Louisiana Legislature Sends Power Grab Bill to Governor
UPDATE: On Thursday, June 29, Louisiana Gov. John Bel Edwards (D) vetoed House Bill 260.
WASHINGTON, D.C. — On Thursday, June 8, the Louisiana Legislature passed House Bill 260, a bill that would require all election-related rulemaking to be funneled through the Legislature.
H.B. 260 passed the state House on May 17 and the state Senate on June 1. After the House agreed upon small tweaks made in the Senate, the bill now heads to the desk of Louisiana Gov. John Bel Edwards (D) for his signature or veto.
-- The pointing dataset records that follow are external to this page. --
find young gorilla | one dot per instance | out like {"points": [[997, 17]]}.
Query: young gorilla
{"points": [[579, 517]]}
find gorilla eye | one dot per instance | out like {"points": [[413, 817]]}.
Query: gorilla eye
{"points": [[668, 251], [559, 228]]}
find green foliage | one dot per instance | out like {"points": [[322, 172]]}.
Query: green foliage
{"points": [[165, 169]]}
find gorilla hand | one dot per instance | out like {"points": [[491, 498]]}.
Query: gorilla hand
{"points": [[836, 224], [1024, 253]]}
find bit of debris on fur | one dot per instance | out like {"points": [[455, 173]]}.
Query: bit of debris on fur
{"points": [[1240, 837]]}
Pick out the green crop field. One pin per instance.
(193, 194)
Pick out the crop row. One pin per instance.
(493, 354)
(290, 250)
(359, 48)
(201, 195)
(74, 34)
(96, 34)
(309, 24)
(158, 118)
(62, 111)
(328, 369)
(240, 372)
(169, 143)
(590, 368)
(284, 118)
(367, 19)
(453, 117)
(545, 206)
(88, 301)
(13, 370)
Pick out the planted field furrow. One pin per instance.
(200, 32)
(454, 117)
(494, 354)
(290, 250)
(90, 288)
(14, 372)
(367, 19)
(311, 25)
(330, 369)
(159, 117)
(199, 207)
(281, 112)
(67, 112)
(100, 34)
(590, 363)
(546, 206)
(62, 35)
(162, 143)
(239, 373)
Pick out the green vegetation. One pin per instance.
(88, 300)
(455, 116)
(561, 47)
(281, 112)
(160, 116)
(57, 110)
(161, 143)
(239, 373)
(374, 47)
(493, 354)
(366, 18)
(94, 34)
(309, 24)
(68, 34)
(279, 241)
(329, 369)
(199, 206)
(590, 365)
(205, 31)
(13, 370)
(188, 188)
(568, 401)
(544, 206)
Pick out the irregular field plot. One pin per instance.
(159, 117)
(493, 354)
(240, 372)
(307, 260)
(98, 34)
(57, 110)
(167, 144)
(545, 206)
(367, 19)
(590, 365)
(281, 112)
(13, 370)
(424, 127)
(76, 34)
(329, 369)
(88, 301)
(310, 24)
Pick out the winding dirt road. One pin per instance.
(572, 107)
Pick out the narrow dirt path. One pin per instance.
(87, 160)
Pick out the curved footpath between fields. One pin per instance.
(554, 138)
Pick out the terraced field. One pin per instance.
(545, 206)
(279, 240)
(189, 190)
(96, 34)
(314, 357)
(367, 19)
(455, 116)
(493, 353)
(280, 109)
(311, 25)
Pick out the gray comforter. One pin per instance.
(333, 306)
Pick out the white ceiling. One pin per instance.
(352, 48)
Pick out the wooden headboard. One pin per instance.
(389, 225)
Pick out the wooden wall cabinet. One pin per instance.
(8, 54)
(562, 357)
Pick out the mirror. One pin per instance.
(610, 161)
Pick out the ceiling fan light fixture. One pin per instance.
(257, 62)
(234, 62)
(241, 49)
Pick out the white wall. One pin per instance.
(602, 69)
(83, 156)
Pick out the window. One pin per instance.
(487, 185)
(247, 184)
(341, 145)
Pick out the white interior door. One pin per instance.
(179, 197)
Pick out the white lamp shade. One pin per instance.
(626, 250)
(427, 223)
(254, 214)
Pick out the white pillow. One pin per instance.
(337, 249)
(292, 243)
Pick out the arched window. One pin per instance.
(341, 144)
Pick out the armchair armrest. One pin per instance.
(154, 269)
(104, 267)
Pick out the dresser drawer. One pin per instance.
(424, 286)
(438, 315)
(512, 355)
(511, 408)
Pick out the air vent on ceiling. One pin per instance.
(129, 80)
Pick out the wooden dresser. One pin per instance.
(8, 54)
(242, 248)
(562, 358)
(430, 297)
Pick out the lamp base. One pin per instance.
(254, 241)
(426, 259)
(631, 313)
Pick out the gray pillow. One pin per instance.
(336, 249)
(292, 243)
H.B. 260 would remove local administrators’ authority to implement federal election guidance and instead place it with the Legislature, though it is unclear how this new authority may clash with the U.S. Constitution. Specifically, H.B. 260 would prohibit election officials from implementing federal election directives or using federal election funds without an explicit state or federal law requiring it or approval from the Legislature. The bill empowers the attorney general to “pursue any available legal means” to prevent election officials who violate these requirements from dispersing federal funds.
“Such a measure might have hampered efforts to hold elections during the pandemic, plus it doesn’t necessarily account for the fact that Louisiana must follow federal election law,” wrote Greg LaRose, a contributor to the local Louisiana Illuminator.
Arkansas enacted a law in March that similarly requires all state and county election officials to submit federal guidance to the secretary of state for legislative review. These bills, which lean into a right-wing idea that state legislatures have unique authority over federal election laws, implicitly endorse a fringe legal theory known as the independent state legislature (ISL) theory.
The ISL theory interprets the U.S. Constitution’s Elections Clause use of “legislature” to mean that a state legislature — and legislature alone — can set federal election rules. This interpretation is counter to history and legal precedent, and if validated in a case currently before the U.S. Supreme Court, it would give state lawmakers remarkable power to set federal election rules without oversight from state courts or beholden to their state constitutions.